Elza Soares: plenitude para muitas primaveras
Prestes a completar 90 anos, cantora Elza Soares segue esbanjando vontades e compartilhando amor e protesto através da música
Elza Soares é hip hop, rap e rock in roll. É também personagem de quadrinhos, é samba, amor e protesto em lista de música de streaming. Aos 90 anos de vida, Elza é mais de 800 canções gravadas, é homenagem em Carnaval e biografia incontestável de mulher, negra e sobrevivente da fome, do ódio e da vida.
Mas em diálogo consigo mesma, de frente para o espelho, o que ela pede é “calma, fé, amor e paciência”, para, em seguida, completar com o imperativo de “cuidado com o que vem atrás e vamos embora”.
Embora afirme não pensar sobre o quanto é referência para muitos, a artista carioca de Padre Miguel, na plenitude de quase nove décadas – completadas no próximo dia 23, embora celebradas em 22 de junho, que na verdade é a data de um “registro de nascimento” que lhe deu emancipação quando casou, aos 12 anos - segue exalando força e compilando admirações, quando por exemplo, não se vale de passado e segue desejando futuros.
Parar? Quando mesmo? “Acho que não, não tem como”, retruca ela, em resposta à Folha de Pernambuco.
Em plena atividade, Elza segue movimentando o universo da música. O clipe de “Juízo Final” (Nelson do Cavaquinho/Élcio Soares), produzido como animação e tendo ela como a personagem "Onda Negra", orgulhosa de sua raça e ancestralidade e incansável contra o racismo, machismo, homofobia e fascismo, entre outras lutas, é uma prova atual disso.
Idealizado por Pedro Hansen, foi lançado há poucos dias pela Deck (gravadora), que este mês ainda traz a inédita “Negão Negra” (Flávio Renegado/Gabriel Moura) para os aplicativos.
“A música foi feita para isso, para acalmar, alertar, fazer paz. A música é sempre música”, justifica ela, sobre o poderio do seu cancioneiro diante de realidades nem sempre leves.

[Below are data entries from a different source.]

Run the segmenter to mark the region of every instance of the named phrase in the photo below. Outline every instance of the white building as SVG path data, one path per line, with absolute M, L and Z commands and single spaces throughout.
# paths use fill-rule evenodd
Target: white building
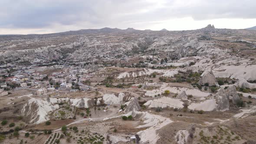
M 66 88 L 69 88 L 72 87 L 72 84 L 71 83 L 68 83 L 66 84 Z
M 37 95 L 43 95 L 46 94 L 47 93 L 47 90 L 45 88 L 43 88 L 36 91 L 36 94 Z
M 8 95 L 8 92 L 4 91 L 3 89 L 0 89 L 0 97 Z
M 26 86 L 27 86 L 26 83 L 26 82 L 23 82 L 23 83 L 22 83 L 20 84 L 20 86 L 22 87 L 24 87 Z
M 47 88 L 47 91 L 53 91 L 55 90 L 55 88 Z
M 62 83 L 60 85 L 59 85 L 59 88 L 66 88 L 66 83 L 65 82 Z

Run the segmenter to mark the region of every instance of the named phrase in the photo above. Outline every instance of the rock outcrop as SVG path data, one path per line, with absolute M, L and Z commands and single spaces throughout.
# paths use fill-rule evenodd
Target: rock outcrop
M 182 92 L 181 92 L 178 95 L 177 95 L 176 98 L 186 100 L 187 99 L 187 95 L 185 91 L 182 91 Z
M 204 85 L 206 83 L 208 83 L 209 86 L 218 84 L 217 81 L 215 79 L 215 76 L 214 76 L 214 75 L 213 75 L 213 73 L 211 70 L 203 74 L 202 77 L 200 78 L 199 80 L 200 85 Z
M 125 113 L 129 111 L 139 111 L 141 109 L 141 108 L 139 104 L 139 101 L 136 98 L 134 98 L 128 104 L 127 107 L 125 110 Z
M 228 98 L 229 98 L 229 96 L 232 97 L 232 102 L 234 104 L 236 104 L 236 103 L 240 100 L 238 94 L 237 94 L 237 93 L 236 92 L 236 87 L 233 85 L 230 85 L 227 88 L 227 92 L 226 94 Z
M 221 88 L 218 90 L 218 92 L 215 94 L 217 106 L 216 108 L 217 111 L 225 111 L 228 110 L 230 107 L 230 104 L 227 96 L 225 93 L 224 88 Z
M 234 85 L 241 88 L 256 88 L 256 84 L 249 83 L 243 79 L 240 79 Z
M 208 24 L 207 26 L 206 26 L 205 28 L 206 29 L 215 29 L 215 27 L 213 25 L 211 25 L 210 24 Z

“Deve ser protesto, alívio, enfim... serve para tudo, embora a carne mais barata do mercado disseram que é a negra, eu não sei até quando nem até quanto”, complementa, fazendo menção à letra de Marcelo Yuca, Seu Jorge e Ulisses Cappelette, que ganhou força imensurável com sua interpretação.
CABELO E COR DE PELE
Sobre os dias em quarentena, Elza tem se dedicado a banho de sol e fisioterapia, e outro “monte de coisas” como ela própria afirmou. “O tempo vai passando e a gente vai passando... Tem muito o que fazer não, nem muito o que esperar”, ressaltou, complementando logo em seguida com um resoluto “Vamos em frente!”, típico de quem reconhece agruras mas não esmorece. Mas o que ainda pode lhe faltar?
“Me falta muita coisa...ver esse País melhor, ver as mulheres tomando os seus postos, sem que sejam violentadas. Isso me falta. O resto Deus dá, a gente busca e encontra, mas isso me falta”, responde em tom de lamento complementado por outro de seus clamores enquanto mulher e negra. “O racismo, a violência, isso me faz pensar muito alto minha gente”.

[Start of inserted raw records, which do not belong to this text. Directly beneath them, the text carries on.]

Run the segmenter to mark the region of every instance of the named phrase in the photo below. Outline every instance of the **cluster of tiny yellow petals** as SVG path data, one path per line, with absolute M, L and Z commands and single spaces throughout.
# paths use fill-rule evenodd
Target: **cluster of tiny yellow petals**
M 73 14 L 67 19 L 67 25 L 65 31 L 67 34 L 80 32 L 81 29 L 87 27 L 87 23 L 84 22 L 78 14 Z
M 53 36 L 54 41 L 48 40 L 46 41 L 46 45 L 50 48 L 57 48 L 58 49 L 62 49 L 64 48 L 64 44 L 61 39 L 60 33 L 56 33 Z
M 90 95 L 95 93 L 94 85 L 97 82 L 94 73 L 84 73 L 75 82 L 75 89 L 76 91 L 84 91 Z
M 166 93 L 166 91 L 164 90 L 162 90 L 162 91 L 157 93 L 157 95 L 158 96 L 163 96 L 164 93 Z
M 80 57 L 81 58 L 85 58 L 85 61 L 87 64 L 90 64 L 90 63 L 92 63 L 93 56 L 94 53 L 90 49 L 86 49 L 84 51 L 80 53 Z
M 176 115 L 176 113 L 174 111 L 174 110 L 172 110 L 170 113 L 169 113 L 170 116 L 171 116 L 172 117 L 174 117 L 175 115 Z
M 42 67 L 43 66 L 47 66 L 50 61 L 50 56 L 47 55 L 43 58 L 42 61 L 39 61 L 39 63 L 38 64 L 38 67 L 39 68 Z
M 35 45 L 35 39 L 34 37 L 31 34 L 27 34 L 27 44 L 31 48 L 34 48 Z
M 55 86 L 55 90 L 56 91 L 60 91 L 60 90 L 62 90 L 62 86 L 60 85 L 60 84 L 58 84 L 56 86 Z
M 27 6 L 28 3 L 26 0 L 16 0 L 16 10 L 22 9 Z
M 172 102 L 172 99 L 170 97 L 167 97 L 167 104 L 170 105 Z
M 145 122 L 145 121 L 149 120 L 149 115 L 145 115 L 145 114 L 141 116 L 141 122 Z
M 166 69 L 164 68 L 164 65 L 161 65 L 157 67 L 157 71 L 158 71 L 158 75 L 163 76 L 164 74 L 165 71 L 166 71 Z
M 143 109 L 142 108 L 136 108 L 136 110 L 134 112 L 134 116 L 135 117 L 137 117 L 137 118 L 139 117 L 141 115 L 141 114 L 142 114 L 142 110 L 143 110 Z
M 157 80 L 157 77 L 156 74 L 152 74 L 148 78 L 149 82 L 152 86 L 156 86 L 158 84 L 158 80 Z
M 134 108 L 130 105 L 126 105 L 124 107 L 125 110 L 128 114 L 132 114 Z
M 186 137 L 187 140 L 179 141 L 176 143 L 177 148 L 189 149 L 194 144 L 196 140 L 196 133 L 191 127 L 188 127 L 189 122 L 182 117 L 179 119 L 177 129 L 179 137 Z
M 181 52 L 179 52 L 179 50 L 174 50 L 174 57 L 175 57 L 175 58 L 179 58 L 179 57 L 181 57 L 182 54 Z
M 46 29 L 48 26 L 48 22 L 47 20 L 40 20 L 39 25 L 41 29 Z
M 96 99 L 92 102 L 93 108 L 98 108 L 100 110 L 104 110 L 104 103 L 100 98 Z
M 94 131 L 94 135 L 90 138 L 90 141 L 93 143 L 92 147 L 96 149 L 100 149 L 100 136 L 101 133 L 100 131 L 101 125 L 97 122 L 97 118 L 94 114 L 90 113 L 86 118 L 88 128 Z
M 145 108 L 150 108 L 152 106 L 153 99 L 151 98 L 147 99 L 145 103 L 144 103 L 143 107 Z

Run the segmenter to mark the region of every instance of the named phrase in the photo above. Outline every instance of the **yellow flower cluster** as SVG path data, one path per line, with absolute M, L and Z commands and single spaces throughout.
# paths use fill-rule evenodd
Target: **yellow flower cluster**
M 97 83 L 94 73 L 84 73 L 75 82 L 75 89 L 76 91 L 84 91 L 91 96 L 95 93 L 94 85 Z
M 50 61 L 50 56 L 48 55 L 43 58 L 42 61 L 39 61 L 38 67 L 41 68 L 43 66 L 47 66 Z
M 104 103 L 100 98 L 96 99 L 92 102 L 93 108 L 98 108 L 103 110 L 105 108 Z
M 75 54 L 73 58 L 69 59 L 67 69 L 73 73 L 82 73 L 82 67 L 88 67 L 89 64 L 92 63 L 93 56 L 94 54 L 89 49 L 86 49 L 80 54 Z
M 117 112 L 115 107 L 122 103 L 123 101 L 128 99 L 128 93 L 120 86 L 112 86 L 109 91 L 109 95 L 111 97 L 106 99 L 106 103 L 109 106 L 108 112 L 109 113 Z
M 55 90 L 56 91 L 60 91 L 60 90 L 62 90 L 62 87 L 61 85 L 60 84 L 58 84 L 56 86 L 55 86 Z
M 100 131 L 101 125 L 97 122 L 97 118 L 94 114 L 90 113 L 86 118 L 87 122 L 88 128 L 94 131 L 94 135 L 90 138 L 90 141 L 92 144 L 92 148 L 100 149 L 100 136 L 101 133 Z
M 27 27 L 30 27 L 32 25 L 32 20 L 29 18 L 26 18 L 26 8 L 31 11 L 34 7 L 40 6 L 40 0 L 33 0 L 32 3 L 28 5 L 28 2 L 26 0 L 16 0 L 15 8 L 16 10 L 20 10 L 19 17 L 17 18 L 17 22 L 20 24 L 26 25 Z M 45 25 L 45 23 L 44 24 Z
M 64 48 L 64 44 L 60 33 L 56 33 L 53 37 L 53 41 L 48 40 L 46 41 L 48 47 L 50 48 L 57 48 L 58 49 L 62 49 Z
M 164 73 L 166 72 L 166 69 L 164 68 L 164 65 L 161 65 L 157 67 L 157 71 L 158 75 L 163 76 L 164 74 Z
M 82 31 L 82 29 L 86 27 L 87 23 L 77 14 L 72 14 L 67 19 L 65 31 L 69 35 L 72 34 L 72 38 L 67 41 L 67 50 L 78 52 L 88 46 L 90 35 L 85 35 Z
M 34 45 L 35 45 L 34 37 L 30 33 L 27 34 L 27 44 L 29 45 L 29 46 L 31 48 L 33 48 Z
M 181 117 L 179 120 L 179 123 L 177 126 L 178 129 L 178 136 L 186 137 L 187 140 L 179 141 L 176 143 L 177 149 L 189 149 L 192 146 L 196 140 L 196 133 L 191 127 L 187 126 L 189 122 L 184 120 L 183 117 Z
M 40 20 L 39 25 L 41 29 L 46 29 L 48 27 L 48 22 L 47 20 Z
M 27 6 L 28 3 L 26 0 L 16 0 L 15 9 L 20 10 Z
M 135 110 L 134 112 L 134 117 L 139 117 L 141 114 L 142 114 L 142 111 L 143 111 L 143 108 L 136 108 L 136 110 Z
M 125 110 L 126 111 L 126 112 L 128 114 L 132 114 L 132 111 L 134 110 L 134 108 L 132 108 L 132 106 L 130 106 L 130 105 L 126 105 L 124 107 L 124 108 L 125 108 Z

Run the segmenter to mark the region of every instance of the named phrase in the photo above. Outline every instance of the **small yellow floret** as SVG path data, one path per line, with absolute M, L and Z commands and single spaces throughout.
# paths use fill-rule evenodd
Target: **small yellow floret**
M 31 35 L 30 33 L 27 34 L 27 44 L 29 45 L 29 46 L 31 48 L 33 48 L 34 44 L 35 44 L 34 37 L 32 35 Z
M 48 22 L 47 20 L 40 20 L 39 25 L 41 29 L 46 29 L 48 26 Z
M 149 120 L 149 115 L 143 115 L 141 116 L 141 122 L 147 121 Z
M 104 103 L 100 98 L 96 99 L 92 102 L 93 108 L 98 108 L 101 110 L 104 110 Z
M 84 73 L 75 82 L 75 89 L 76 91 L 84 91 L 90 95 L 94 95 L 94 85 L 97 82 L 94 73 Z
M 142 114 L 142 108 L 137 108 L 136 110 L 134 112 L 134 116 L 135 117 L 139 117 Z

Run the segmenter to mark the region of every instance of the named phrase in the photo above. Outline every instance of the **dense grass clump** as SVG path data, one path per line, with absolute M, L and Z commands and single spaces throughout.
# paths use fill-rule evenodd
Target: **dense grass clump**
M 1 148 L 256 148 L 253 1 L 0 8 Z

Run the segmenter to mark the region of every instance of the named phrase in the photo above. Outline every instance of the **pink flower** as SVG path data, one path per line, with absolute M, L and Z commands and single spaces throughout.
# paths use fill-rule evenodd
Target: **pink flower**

Ao mesmo tempo em que se mostra desobrigada de dar respostas longas, Elza consegue resolver diálogos com precisão esboçando sem titubear o que pensa sobre a vida e os dias atuais, e sobre o que lhe faz rir. “Sabe que também me pergunto? Por enquanto não tem motivos pra rir. Tem motivo para pensar e ficar triste, para rir ainda não”.
Mas é quando enxerga a si própria e sugere que a “vida seja vista com um olhar mais atento para o outro”, assegurando que assim “é bem melhor”, que Elza se mostra como de fato ela é: vencedora, dona de si, apoteótica. Livre e confessionária, novamente, do próprio reflexo.
“Todos os dias me levanto, olho no espelho, sempre me encanto com o meu cabelo e a cor da pele dos meus ancestrais. (...) Para quem passou pelo que eu passei, celebrar durante um mês inteiro é pouco”, relata em postagem na rede social no dia de um de seus aniversários, o de emancipação.